There's a new kid in town.
A new kid who flounces and projects and stalks around the stage wiggling their eyebrows with the best of them. My work place has started up a new staff drama society. They are very new but my word do they know what they are doing!
However a few of my colleagues were able to commit and after months of hearing stories about rehearsals and line learning the time finally came to see them in action. One of my colleagues, Jo, mobilised us and we went on a staff outing across the campus to the theatre for dinner and a night of entertainment.
The play is written by Terrence Rattigan in 1941 and is partly based on his own wartime experiences during the 2nd World War in England.
The play opens with actors already in position and quietly showing the day to day life of this little hotel in Lincolnshire near a RAF base.

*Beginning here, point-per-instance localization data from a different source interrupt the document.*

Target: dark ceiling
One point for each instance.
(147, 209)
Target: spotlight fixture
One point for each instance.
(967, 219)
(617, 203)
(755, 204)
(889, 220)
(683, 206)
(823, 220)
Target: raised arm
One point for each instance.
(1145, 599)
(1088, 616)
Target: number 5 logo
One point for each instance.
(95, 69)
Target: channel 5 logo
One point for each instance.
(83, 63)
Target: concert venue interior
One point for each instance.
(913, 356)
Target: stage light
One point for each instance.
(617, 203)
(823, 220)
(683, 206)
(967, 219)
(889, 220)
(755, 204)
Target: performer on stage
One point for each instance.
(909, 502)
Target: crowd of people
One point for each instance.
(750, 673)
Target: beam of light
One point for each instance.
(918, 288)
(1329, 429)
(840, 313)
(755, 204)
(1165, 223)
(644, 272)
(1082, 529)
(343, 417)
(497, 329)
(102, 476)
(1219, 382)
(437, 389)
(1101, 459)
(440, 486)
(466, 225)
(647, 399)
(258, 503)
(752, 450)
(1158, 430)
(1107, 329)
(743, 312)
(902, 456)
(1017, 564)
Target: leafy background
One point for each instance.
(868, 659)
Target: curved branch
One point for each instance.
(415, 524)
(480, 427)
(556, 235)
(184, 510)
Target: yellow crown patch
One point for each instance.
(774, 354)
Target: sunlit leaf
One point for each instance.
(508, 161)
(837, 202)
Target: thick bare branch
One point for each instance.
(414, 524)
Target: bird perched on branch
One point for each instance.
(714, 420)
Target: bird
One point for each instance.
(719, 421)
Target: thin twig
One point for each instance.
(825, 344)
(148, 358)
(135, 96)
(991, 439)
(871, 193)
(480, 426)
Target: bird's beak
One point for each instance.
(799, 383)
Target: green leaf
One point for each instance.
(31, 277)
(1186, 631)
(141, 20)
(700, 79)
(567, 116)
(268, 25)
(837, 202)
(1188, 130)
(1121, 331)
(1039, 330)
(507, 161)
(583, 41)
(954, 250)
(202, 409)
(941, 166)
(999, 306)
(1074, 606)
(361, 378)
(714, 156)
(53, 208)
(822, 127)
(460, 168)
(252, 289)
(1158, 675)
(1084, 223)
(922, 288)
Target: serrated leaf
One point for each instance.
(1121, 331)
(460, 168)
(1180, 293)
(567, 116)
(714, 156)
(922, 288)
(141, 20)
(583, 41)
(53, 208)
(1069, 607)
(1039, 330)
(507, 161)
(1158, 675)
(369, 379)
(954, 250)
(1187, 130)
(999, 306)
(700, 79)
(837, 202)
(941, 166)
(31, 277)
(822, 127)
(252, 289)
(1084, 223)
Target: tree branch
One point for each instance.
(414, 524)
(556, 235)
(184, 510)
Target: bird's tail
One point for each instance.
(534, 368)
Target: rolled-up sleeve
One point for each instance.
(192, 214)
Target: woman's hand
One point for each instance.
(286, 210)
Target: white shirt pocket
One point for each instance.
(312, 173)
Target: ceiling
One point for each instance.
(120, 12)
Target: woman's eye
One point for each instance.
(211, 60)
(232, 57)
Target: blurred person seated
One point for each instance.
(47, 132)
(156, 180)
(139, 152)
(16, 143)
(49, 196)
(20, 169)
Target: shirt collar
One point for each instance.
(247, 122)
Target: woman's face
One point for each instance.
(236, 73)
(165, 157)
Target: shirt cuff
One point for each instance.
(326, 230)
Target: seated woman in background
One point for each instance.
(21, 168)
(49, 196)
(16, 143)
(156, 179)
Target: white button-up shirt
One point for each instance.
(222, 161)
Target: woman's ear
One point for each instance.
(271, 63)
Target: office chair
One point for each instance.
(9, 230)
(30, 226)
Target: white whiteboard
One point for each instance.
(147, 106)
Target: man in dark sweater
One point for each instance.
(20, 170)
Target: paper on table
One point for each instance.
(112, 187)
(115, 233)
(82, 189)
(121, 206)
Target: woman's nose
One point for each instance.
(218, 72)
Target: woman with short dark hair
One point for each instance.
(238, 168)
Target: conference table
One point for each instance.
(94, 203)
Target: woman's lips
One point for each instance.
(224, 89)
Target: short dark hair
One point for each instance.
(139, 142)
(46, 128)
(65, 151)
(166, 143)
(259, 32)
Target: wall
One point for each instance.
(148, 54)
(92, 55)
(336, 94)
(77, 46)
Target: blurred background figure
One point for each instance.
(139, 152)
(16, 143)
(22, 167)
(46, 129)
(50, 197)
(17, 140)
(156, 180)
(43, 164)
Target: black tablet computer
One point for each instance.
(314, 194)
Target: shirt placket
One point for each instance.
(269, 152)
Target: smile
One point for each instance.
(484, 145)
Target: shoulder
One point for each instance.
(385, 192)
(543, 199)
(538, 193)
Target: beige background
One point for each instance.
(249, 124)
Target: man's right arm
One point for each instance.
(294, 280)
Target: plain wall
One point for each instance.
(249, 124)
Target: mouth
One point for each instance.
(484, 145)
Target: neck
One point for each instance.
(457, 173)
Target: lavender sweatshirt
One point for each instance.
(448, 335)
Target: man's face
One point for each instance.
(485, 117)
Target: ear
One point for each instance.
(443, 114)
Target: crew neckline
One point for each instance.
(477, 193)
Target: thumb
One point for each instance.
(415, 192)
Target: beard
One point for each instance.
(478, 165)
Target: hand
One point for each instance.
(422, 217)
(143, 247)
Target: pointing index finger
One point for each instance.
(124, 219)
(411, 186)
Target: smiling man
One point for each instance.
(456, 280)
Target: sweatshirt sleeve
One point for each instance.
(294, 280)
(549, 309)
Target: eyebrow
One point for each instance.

We are introduced to three women who are all waiting for their pilot husbands to spend a couple of days on leave. There is Pat, an actress who is married to Teddy the bomber pilot, Doris who is married to the Polish Count who is serving in the RAF, and Maudie who arrives late who is married to Dusty, Teddy's tail gunner. Each of the couples have their own quirks and foibles and there are three very distinct types of relationships on display.
In addition there is also the strict and no-nonsense Hotel Manager, Mrs Oakes and the barmaid, Percy as well as Squadron Leader Swanson and a young airman, Wiggy.
During the course of the evening we learn that one of the planes is shot down upon take-off and one has not returned from their mission. Pat starts to unravel slowly as her worry for Teddy's safety conflicts with her desire to elope with Peter. A lot of alcohol is consumed.
Once alone Teddy confesses to Pat that he was terrified. He was responsible for the lives of 6 men and he wasn't sure that he would be able to bring them home, and the only thing that kept him going was the thought of Pat. He breaks down on her, who realises that she truly loves him and could never leave him.
The next morning she leaves a note for Peter explaining her decision. He takes this very badly and confronts Pat, threatening to tell Teddy what has been going on between them. Before he has a chance to though the Countess asks Peter, who speaks French, to translate a letter that the Count had left for her that was only to be opened upon the event of his death. As Peter reads the letter to the Countess he realises that he would never be able to force Pat to leave Teddy and changes his mind about outing her, leaving the hotel quietly.
I was incredibly impressed with the level of professionalism from all the cast and crew, especially considering that for most of them this was their first experience with amateur dramatics, adding weight to the expression that 'amateur does not mean poor quality'.
I am really quite keen to see what this new group comes up with next!